Either way, the change in the balance of oestrogen can have a big impact on how easy it is for you to get pregnant. If you are overweight, avoid crash dieting to lose weight as you miss out on some of the valuable nutrients that are needed for pregnancy. If you are overweight or underweight and thinking about becoming pregnant, contact a qualified dietitian for advice on the best way to get to your healthy weight.

Omega-3 fats are also important to consider. Omega-3 fats are essential for the development of the baby’s spinal cord, nerves, eyes and brain and these all begin to develop very early in pregnancy, often before you know you are pregnant. Fat makes up almost 60% of the dry weight of the brain and most of this is DHA, an omega-3 fat found in oil-rich fish.
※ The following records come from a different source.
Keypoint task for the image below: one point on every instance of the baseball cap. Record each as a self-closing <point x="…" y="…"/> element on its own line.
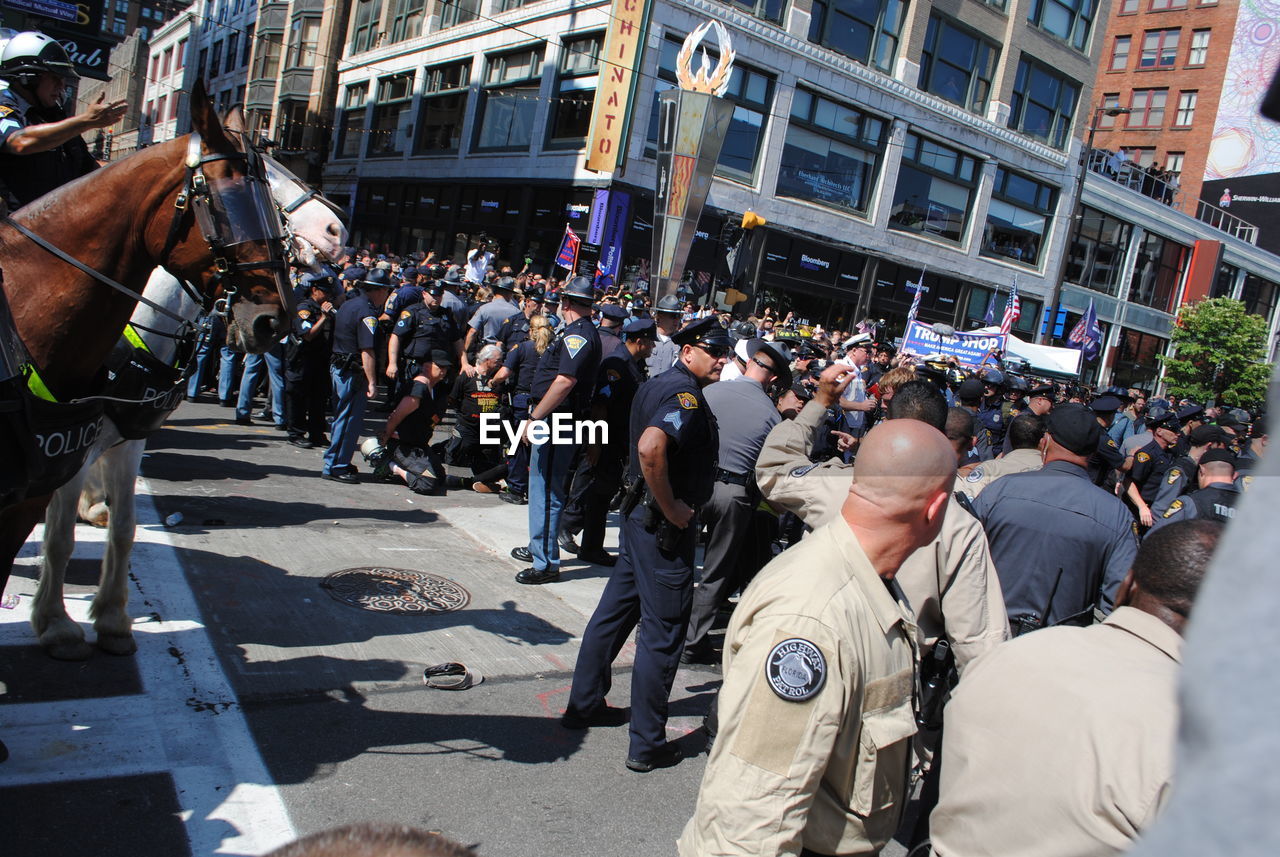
<point x="1074" y="427"/>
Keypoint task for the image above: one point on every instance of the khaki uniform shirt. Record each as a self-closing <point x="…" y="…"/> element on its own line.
<point x="1060" y="743"/>
<point x="950" y="583"/>
<point x="974" y="479"/>
<point x="813" y="751"/>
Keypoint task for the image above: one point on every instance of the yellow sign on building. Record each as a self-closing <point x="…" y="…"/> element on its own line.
<point x="620" y="67"/>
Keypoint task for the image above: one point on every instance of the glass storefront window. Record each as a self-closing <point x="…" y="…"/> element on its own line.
<point x="831" y="155"/>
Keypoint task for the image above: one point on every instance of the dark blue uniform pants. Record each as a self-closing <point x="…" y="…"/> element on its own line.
<point x="654" y="590"/>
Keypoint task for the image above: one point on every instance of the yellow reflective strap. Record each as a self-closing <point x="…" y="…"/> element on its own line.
<point x="36" y="384"/>
<point x="135" y="339"/>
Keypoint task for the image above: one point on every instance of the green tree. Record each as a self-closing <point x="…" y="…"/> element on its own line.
<point x="1220" y="353"/>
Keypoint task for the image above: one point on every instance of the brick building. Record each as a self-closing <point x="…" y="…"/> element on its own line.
<point x="1165" y="62"/>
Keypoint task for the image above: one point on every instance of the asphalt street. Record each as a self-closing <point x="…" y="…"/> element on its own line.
<point x="260" y="706"/>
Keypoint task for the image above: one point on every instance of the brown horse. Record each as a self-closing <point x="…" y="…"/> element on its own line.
<point x="122" y="221"/>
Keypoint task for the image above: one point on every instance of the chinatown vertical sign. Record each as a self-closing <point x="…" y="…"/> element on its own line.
<point x="620" y="67"/>
<point x="693" y="122"/>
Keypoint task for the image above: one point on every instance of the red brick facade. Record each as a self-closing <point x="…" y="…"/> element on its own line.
<point x="1175" y="78"/>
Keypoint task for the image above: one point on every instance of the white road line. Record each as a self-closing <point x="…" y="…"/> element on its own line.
<point x="188" y="723"/>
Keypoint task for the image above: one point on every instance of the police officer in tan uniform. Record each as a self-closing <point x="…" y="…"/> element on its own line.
<point x="1060" y="743"/>
<point x="950" y="583"/>
<point x="814" y="752"/>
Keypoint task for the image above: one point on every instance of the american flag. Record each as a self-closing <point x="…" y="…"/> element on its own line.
<point x="1013" y="310"/>
<point x="915" y="301"/>
<point x="567" y="255"/>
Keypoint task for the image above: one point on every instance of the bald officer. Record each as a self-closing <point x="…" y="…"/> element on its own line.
<point x="1060" y="743"/>
<point x="816" y="711"/>
<point x="951" y="583"/>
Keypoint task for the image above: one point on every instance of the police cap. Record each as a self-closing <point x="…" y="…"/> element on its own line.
<point x="1219" y="456"/>
<point x="704" y="331"/>
<point x="668" y="303"/>
<point x="1074" y="427"/>
<point x="579" y="289"/>
<point x="972" y="388"/>
<point x="613" y="312"/>
<point x="639" y="329"/>
<point x="1202" y="435"/>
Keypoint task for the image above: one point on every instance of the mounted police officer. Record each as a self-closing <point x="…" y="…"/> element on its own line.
<point x="563" y="384"/>
<point x="673" y="452"/>
<point x="352" y="369"/>
<point x="306" y="362"/>
<point x="41" y="147"/>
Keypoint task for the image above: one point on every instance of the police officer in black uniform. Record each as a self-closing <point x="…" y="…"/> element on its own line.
<point x="352" y="370"/>
<point x="673" y="453"/>
<point x="602" y="468"/>
<point x="563" y="384"/>
<point x="1215" y="499"/>
<point x="41" y="147"/>
<point x="1151" y="463"/>
<point x="306" y="362"/>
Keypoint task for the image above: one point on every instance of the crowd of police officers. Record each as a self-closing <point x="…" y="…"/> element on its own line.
<point x="876" y="562"/>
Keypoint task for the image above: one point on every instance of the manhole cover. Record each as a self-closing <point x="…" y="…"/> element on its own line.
<point x="396" y="590"/>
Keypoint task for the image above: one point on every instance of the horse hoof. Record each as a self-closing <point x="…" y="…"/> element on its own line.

DHA is also needed for healthy sperm so it is just as important that men make sure they are getting enough of this important nutrient as women.

You can take supplements of fish oils that will give you omega-3 but these are not recommended for women trying to become pregnant as they often have high levels of vitamin A – too much vitamin A may lead to miscarriage. One of the best ways to get omega-3 fats is by eating oil-rich fish such as herring, sardines or mackerel at least once a week before and during pregnancy.

Iron is another important nutrient to consider when you are thinking about becoming pregnant. Most women in Ireland don’t eat enough iron and iron is essential in helping both you and your baby to make healthy blood throughout the pregnancy. Iron supplements are not recommended in the first few months of pregnancy so it is vital that you have a good store of iron from your diet.

Iron-rich foods include red meat, oil-rich fish, shellfish and poultry such as chicken and turkey. It is recommended that you eat some of these foods everyday. You will also get iron from green leafy vegetables, pulses and fortified breakfast cereals, although if you are vegetarian or vegan you need to be particularly careful about getting enough iron from these foods. Taking food rich in vitamin C with meals will boost iron absorption – include salads, fruit and fruit juice in meals. Cut back on foods that are high in tannins like tea and red wine as tannins can reduce the absorption of iron.

Finally keep an eye on your alcohol. Drinking alcohol over the recommended levels (14 units a week for women and 21 units a week for men) can seriously affect fertility, so if you are drinking over this level, you need to cut back. Apart from its effect on fertility, alcohol, even in moderate amounts, can be harmful to the unborn baby especially in the early weeks of pregnancy. It is best if you reduce or even cut out alcohol while you are trying to become pregnant.

Remember, if you are thinking about becoming pregnant, start by having a look at what you are eating at the moment and work towards a healthy weight and a healthy balanced diet. Get some advice from a qualified dietitian if you are unsure about what you need to do. The food choices you make now can help both you and your baby to be at your very best.